Tuesday, July 15, 2008

Town Hall Meeting for Dramatists

On July 14, 2008, The Dramatists Guild of America, which is based in New York City, held a town hall meeting in a hidden away rehearsal room in the Kennedy Center. The Guild under the auspices of Gary Garrison, Executive Director of Creative Affairs for the Guild, and the Guild’s DC area representative Callie Kimball organized and presented a panel discussion by area theater artistic directors in an effort to foster relationships between local playwrights and theaters. When this active member (the Guild has three levels of membership: Active—those who “have been produced on a First-Class/Broadway, Off-Broadway, or mainstage of a regional theatre (LORT) contract,” Associate—those yet unproduced authors of theatrical works, and Student) and a half dozen others finally found the location, the panel discussion was well underway and the room was packed with what turned out to be participants of a workshop that Garrison (author of The New, Improved Playwright's Survival Guide) was leading at the Kennedy Center.

The Artistic Directors included: Randy Baker of Rorschach Theatre, Christopher Henley of Washington Shakespeare Company, Jessica Burgess of Inkwell, Keith Bridges of Charter Theatre, and Deborah Randall of Venus Theatre. Also on the panel was dramaturg Richard Washer of Charter Theatre. Most of these theaters have produced work by some local playwrights. Nonetheless, Garrison cautioned audience members that this was not the time to approach these directors with an unproduced play. Adding a bit of levity after the panel had disbanded and the workshoppers had left the room to about 25 Guild members, Garrison said, “you can’t marry a theater, but you can have an affair.”

Garrison went on to say that personal contact is everything in finding a theater for your play. In fact one of the panel members—Keith Bridges of Charter Theatre— said that his theater does a temperature check with potential playwrights by first giving them a reading and then gauging how well this author will support the goals and needs of his theater company. For this theater company, working with locals means a better production because the playwright is able, without financial burden, to be on location when the play goes into development.
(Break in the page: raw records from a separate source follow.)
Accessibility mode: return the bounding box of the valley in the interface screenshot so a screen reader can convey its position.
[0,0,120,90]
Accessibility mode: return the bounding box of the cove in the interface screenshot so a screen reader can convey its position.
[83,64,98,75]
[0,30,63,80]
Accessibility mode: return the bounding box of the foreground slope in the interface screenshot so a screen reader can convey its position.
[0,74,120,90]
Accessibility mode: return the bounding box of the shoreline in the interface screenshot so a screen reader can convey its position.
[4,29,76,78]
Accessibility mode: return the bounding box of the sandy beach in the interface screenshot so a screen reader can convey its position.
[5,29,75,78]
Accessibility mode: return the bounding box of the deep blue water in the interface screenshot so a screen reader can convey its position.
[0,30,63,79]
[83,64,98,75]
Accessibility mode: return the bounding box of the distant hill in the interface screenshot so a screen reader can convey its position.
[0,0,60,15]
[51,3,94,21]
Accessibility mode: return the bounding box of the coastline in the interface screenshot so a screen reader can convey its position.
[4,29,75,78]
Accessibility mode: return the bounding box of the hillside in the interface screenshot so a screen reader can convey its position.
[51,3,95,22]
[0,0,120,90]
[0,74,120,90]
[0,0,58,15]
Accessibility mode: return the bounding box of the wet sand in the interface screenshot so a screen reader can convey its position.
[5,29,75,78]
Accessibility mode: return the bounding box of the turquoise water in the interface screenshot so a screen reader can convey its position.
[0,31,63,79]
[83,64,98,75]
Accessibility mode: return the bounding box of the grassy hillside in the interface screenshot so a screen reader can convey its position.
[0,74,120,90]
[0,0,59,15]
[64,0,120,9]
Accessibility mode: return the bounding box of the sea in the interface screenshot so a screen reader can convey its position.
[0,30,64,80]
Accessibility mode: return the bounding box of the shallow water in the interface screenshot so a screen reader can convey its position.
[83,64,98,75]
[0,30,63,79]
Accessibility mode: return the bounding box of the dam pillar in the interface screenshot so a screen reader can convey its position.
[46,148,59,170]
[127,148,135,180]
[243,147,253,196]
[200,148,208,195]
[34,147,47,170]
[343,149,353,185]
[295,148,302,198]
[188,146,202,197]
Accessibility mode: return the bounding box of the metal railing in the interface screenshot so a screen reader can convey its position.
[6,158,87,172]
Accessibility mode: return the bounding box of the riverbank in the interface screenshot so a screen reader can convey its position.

Among the people this playwright met or knew at this event included Frankie Little Hardin, Al Lefcowitz, Patricia Montley, Juanita Rockwell, Emily Solomon,
and Paula Stone. Frankie Little Hardin is the artistic director of 4Oth Street Stage of Norfolk, VA, that welcomes new plays. She created a buzz of excitement after the meeting convened. Juanita Rockwell also created a stir when she spoke about The Network of Ensemble Theaters (NET), a national coalition of theater groups driven by artists.

Garrison said that the Guild is working toward a national conference in the next couple of years. Although this playwright is a librettist and part of a minority group within the Guild, the networking opportunities offered by the Dramatist Guild are tremendously important and a big wow to have them extended beyond New York.